Friday, Jul. 20, 1962

Fashionable Worry

It has become almost fashionable in Washington to worry about the U.S. balance-of-payments deficit, that longstanding cause of the U.S. gold outflow. Economists frequently deplore it, businessmen point to it with alarm, and the Administration itself has put some of its best minds to work combating it. Thanks to all the fuss, the balance-of-payments problem may no longer be such a worry. Last week Treasury Under Secretary Robert V. Roosa told the House Banking and Currency Committee that the U.S.'s payments deficit in the second quarter of 1962 was very much smaller than in the first quarter, and that the deficit for the year is shaping up at between $1 billion and $1.5 billion, a vast improvement over last year's $2.5 billion.

The Administration has taken several measures to solve the problem, with some strong help from U.S. business. The latest improvement is the result of better control of military expenditures abroad, more procurement in the U.S. of goods financed by U.S. loans, and a continued rise in U.S. exports; in April, exports climbed to an annual rate of $21.5 billion, a near record, putting the balance of trade at an annual rate of $5 billion in the U.S.'s favor. The hopeful balance-of-payments figures were also helped along by a decrease in short-term capital outflow (thanks in part to devaluation of the Canadian dollar) and the prepayment by France of $293.4 million owed to the U.S. Last week's drop in the gold supply to a 23-year low, which alarmed many who read the financial pages, was largely accounted for by a single transaction: France's routine exchange of $112 million in accumulated dollar reserves for U.S. gold.

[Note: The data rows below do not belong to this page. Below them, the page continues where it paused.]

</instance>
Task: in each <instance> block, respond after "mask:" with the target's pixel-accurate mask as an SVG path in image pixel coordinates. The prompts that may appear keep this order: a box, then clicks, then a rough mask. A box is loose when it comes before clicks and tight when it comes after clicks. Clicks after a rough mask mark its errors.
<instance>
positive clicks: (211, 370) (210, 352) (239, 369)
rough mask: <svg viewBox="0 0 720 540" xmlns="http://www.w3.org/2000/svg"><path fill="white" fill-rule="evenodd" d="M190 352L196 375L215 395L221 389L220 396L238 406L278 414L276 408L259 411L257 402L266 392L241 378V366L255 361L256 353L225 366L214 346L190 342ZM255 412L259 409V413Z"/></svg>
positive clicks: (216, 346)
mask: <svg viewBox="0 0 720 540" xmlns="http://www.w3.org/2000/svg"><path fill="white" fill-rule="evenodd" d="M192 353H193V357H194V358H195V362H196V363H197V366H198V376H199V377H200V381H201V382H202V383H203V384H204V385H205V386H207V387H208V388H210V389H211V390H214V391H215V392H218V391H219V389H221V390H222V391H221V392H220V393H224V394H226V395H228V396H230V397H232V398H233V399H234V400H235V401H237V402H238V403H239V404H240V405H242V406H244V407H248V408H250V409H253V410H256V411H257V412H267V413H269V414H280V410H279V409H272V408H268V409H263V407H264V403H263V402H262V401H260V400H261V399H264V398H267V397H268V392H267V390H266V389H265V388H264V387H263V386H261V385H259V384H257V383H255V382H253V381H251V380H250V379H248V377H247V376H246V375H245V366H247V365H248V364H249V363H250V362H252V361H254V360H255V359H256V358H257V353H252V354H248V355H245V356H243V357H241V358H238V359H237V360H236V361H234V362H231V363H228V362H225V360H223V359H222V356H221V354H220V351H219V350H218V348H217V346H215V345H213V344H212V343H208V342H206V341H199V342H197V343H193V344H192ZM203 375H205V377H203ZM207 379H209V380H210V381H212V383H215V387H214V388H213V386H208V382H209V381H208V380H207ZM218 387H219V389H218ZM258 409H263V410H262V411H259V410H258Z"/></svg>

In any case, the balance-of-payments problem, while bothersome enough to a nation that aspires to keep its books balanced, is not the bugaboo that it has sometimes seemed to be. It would be crucial if the U.S. had a true payments deficit in the sense that other deficit nations do-but the U.S. does not. The U.S. deficit is a result of its heavy foreign aid and military programs abroad--without which the U.S. would have a healthy payments surplus--and not of any basic imbalance in its economic relations with other nations. It is therefore far less important than the health of the U.S. economy itself, which holds the real key to how the balance of payments goes. Treasury Secretary Douglas Dillon is sticking to his prediction that the adverse balance-of-payments situation will end by late 1963. If that hopeful prediction does nothing else, it should at least enable economists to concentrate more attention on solving the problems of a sluggish U.S. economy.